Después de meses de confinamiento, en los que he salido relativamente pocas veces sola o con mi familia, en la que me produce miedo e incertidumbre ir incluso al OXXO o al banco, me animé a conocer a un lugar bastante peculiar. Se trata de Break Out, un cuarto de ira, ¡sí, de ira! Aquí es válido romper objetos como televisiones inservibles, máquinas viejas de escribir, llantas y botellas de cervezas, para liberar toda la furia y el estrés contenidos durante el aislamiento.
Primero tomé precauciones. Hablé con Diana, la dueña, quien me explicó cómo sería la logística sobre las medidas sanitarias, el tiempo que dura la experiencia (de 45 minutos a 1 hora) y cómo me protegería. Me dijo que me entregarían un overol (aunque preferí usar una chamarra gruesa), me pidió llevar zapatos como tennis o botas y calcetines largos. Acordamos el horario y listo.
Con esta información en mente, llegué al lugar. Tras pasar por el filtro básico de temperatura, tapete sanitizante y gel para manos, esperé en una pequeña sala. Pocos minutos más tarde me dieron un casco con un visor protector y guantes previamente desinfectados.
Entré a un cuarto, conocido como “Black Room”. Me sentí en una bodega abandonada rodeada por martillos de diferentes tamaños, un punching bag, ladrillos…
La primera actividad consistió en romper botellas de cerveza contra un muro. Unas se quebraban, otras solo caían al piso. Mientras tanto, diferentes canciones al fondo, desde ópera hasta rock pesado, animaban la experiencia.

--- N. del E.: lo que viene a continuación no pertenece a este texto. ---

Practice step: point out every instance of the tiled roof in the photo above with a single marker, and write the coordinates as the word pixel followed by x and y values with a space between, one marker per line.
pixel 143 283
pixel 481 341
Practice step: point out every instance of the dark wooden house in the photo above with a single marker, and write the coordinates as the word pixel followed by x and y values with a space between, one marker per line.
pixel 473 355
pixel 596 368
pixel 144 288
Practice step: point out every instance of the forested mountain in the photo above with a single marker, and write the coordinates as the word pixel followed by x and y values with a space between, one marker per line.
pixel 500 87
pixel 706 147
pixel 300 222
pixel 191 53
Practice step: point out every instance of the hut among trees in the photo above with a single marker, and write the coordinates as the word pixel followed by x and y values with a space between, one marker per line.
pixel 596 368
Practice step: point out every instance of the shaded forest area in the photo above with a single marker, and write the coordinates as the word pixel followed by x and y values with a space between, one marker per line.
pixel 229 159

Quise romper la televisión vieja. Debo decir que, en cada martillazo, algo se movía dentro de mí. Emociones contenidas durante mucho tiempo. Recordé la muerte de mi mamá, el enojo que me produce su ausencia, los planes que no se concretaron, tratar de explicar lo inexplicable… Me dieron ganas de llorar, maldecí un poco (lo confieso), me permití gritar y decir algunas groserías. Me di permiso de ser alguien que me cuesta mucho trabajo dejar ser.
Calor y sudor en el cuerpo. Corazón acelerado. Cansancio.
Al terminar, pasé al “White Room”, el opuesto al cuarto anterior. Ahí vi una foto de Buda, lámparas de papel colgadas sobre el techo y con aromaterapia para relajarse. Me acosté sobre una cama de masaje y escuché una meditación guiada con biofrecuencias sonoras y vibracionales.
El ying y el yang. El equilibrio de contrastes. Destruir para crear una nueva energía reparadora. Sin duda una experiencia diferente que valió la pena vivir en un año tan surrealista como el 2020.